In the sink. On the patio out back. In the basement over dad’s empty safe.
One at a time. Like breaking the plates was the same thing as destroying her grief. Her past. Our family trauma.
She tried to clean up the evidence, no doubt because she was ashamed of her coping mechanism.
But I always found the shards.
And truth be told, I never judged her.
I know how it feels to crave breaking fragile things, too.
“It fell.”
“And what happened to the picture?” she asks.
I’d kicked the pieces under soot in the fireplace. Unless she got down on her hands and knees, she’ll never find them.
I wonder if she remembers falling asleep holding the picture at all.
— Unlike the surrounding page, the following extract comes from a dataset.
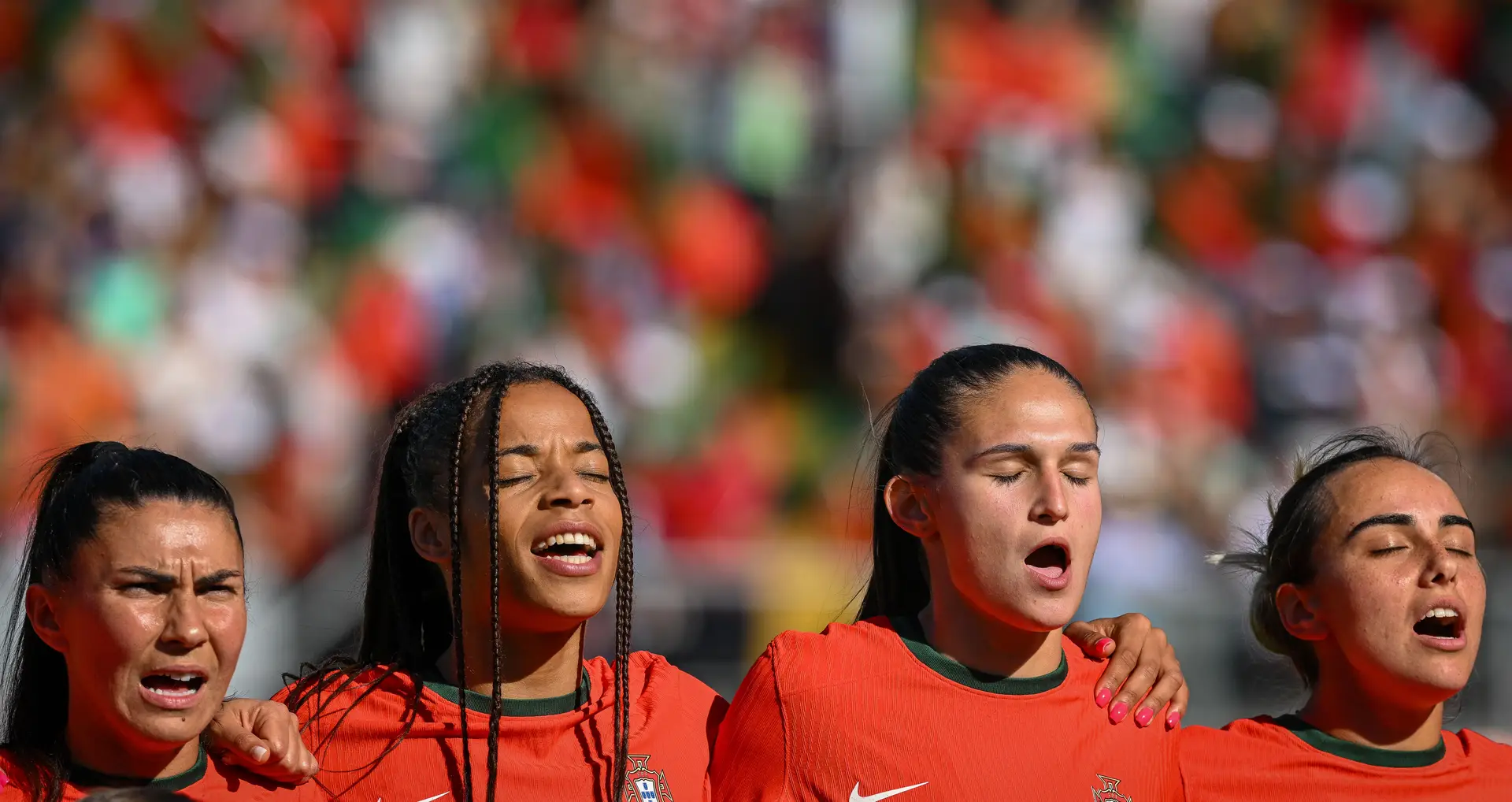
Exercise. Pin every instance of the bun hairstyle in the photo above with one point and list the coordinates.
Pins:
(918, 422)
(79, 488)
(1287, 553)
I shrug and cross my arms. “No idea. I didn’t touch it.”
Mom sighs and takes a long drink of her “orange juice.” She’s wearing a long, blush pink dressing robe and slippers, but I know she must have changed into them this morning after she woke up in her work clothes.
She wants to keep up appearances for me, but I see everything.
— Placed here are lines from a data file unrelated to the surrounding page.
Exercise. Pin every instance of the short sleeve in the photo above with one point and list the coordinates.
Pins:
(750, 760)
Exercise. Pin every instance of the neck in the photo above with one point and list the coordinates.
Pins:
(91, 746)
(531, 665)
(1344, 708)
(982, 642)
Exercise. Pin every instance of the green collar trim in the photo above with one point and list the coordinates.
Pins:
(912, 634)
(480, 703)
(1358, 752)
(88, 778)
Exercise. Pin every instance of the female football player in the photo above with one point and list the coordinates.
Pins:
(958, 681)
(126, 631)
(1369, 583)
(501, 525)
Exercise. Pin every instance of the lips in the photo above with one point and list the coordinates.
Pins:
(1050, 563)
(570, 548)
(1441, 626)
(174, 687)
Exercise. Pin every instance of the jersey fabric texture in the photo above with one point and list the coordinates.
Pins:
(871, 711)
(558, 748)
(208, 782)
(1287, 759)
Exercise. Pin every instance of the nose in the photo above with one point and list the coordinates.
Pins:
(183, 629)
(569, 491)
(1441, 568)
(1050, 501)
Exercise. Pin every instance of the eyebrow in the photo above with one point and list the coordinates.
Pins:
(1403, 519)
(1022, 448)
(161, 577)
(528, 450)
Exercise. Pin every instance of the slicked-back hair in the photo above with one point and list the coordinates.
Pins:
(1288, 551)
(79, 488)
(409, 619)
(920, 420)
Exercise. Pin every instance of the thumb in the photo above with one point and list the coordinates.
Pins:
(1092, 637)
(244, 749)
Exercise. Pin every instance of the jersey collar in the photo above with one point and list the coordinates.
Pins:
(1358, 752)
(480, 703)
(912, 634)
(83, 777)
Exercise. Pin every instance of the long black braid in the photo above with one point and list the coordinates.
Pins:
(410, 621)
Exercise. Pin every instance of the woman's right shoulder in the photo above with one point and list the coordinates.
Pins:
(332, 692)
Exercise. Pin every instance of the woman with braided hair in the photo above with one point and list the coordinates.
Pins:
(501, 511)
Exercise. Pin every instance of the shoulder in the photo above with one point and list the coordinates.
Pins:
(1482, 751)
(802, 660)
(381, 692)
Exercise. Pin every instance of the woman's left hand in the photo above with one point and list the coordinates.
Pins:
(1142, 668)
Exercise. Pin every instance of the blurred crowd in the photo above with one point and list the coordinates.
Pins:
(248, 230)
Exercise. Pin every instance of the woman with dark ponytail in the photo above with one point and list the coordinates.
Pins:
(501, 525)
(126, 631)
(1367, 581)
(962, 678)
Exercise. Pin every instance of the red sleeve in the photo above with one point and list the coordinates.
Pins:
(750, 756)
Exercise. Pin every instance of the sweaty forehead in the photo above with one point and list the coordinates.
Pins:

The only person she’s fooling is herself.
“You seem stressed, Noah. Angry. And I just can’t help but feel like…” Her voice drifts off before she takes another drink and looks up at me, her brown eyes washed out by her dilated pupils. “Is this about your father?”
I groan. I’ve had more than enough heart-to-hearts today. If you can count me telling J.C. to leave Penny the fuck alone as a heart-to-heart.
Most people wouldn’t.
But then again, most people aren’t me.
My mom has enough shit to deal with that I don’t need to add mine to the pile. Besides, she can’t handle her own grief. How does she expect to help me?
“Not everything is about him. I’m fine, just hungover.”
At one time, I’d lie to my mom about my drinking.